One clear example of what a dramatic shift we’ve seen in attitudes toward animal circuses is in the legislative sphere.
Back in 1995, Newt Gingrich helped Ringling bring a sad parade of 14 captive elephants to Capitol Hill for an event with members of Congress—and the circus made him an honorary ringmaster. PETA protestors were outside being arrested during the event, moving one senator to give an impassioned plea for elephants on the Senate floor. But despite this, much of the coverage that day focused on the circus’s spectacle rather than the abuse that we were there to expose.
Fast-forward to today, and thanks to our members’ calls, e-mails, and letters to legislators and our experts’ testimony, many cities—and even the entire states of California and Rhode Island— have banned the use of bullhooks, a move that helped force Ringling to take elephants off the road in 2016. Many times, we thumped a bullhook down on a table so that legislators could appreciate the implement’s abusive power. (Often, security actually barred us from bringing them into hearings, rightfully identifying them as weapons.) Without bullhooks, it was much harder for Ringling to bully elephants into performing.
— PETA (@peta) February 26, 2016
— PETA (@peta) August 8, 2015
Ringling’s elephant exploitation received another devastating blow when PETA prevailed in an open-records request and obtained documents proving that, at least since 2010, elephants owned by the circus had tested positive for the human strain of tuberculosis (TB). TB is highly transmissible from elephants to humans, even without direct contact, which is why the outfit tried to keep this secret for years.
Ringling’s final show will take place roughly a year after it stopped dragging exploited elephants across the country.
In March 2015, when Ringling first announced that it would no longer use elephants in its shows, it said that it would phase them out completely by 2018. But thanks to ever-growing public opposition to the outfit, by May 2016, the elephants were off the road.
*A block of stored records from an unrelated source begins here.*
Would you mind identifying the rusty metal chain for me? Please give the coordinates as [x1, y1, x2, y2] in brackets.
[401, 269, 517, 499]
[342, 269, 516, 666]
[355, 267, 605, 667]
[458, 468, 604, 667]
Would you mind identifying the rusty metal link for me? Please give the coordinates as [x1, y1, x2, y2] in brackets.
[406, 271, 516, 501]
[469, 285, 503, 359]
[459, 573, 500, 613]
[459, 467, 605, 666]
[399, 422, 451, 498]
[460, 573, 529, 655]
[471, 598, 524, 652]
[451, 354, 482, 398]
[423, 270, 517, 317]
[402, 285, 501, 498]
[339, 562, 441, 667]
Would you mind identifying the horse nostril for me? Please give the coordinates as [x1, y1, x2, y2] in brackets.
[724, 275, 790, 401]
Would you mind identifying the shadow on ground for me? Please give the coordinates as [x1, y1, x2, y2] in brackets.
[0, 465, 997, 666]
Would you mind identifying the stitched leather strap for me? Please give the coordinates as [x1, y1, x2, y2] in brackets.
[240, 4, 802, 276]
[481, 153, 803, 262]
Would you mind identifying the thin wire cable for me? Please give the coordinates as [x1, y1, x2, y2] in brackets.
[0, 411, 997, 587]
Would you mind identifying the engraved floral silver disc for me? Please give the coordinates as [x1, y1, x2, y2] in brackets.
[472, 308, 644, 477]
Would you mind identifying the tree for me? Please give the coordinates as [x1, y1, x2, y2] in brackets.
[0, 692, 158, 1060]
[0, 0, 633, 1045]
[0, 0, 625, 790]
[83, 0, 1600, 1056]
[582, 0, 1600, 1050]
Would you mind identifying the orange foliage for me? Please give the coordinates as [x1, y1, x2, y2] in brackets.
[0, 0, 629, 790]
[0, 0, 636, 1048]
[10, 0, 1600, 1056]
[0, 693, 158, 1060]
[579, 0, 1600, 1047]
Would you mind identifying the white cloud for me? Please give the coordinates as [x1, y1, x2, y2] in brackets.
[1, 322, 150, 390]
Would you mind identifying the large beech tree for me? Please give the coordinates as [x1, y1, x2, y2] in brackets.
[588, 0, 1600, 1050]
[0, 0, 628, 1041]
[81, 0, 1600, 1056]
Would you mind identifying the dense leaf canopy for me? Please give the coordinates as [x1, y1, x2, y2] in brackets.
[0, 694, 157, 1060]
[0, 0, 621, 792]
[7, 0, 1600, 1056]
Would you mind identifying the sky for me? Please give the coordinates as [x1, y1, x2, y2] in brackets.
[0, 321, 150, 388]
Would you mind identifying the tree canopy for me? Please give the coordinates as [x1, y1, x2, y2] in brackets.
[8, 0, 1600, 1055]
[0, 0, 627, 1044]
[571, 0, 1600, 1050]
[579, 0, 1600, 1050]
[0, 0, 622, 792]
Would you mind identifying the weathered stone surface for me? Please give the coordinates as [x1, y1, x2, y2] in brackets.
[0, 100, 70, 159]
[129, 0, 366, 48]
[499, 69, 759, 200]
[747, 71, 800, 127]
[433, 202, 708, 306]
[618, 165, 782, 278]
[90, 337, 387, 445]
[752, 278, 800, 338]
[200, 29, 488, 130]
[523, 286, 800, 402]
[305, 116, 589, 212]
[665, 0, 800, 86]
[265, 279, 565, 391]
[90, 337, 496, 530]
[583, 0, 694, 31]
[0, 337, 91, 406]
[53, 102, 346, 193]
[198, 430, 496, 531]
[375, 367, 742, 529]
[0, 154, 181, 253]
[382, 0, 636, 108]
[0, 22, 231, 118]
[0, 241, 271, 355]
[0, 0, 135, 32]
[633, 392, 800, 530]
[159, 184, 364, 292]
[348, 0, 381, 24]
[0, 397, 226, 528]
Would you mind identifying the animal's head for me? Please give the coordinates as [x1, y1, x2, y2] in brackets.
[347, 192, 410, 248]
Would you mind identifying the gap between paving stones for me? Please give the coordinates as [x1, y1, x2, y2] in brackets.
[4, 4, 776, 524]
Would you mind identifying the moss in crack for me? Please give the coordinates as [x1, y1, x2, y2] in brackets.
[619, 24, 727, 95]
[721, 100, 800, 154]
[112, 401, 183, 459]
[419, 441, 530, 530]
Ringling relocated them to its misleadingly named “Center for Elephant Conservation” (CEC) in Polk City, Florida, where it already held dozens of other elephants. However, life at the CEC—where elephants are chained on a daily basis, subjected to abusive training methods, deprived of opportunities to socialize, and forced to breed—is far from “retirement.” We’ll continue to stand up for these animals until they’re moved to a reputable, accredited sanctuary.
While elephants received a small measure of relief from performing, the lions, tigers, camels, donkeys, pigs, kangaroos, llamas, and other animals Ringling still exploited remained doomed to miserable lives of suffering and deprivation on the road.
So rather than letting up, PETA upped the ante in its trademark fashion and turned its attention to the plight of the big cats the circus held captive.
Eventually, Ringling executives learned that dropping elephants while continuing to use tigers and other captive animals in their shows wasn’t nearly enough to overcome years of relentless protests and complaints of animal abuse. Less than a year after withdrawing its elephant acts, May 21, 2017, marks the last performance of the cruelest show on Earth.
The days of abusing animals for cruel entertainment—whether in traveling circuses or in watery ones such as SeaWorld—are very much numbered.
None of these achievements would ever have been possible without the efforts of people who want, just as we do, to end the horrors inherent in exploiting animals for entertainment.
It took more than three decades of relentless demonstrations, ad campaigns, agency meetings and complaints, eyewitness investigations, school talks, celebrity support, legislation, corporate pressure, and more to win this landmark victory. Ringling’s closure is a reminder that, with determination, we can achieve meaningful progress for animals.
PETA couldn’t have done this without our members and supporters who wrote letters or made phone calls to legislators, attended protests, or spread the word on social media. Thank you. And now, onward!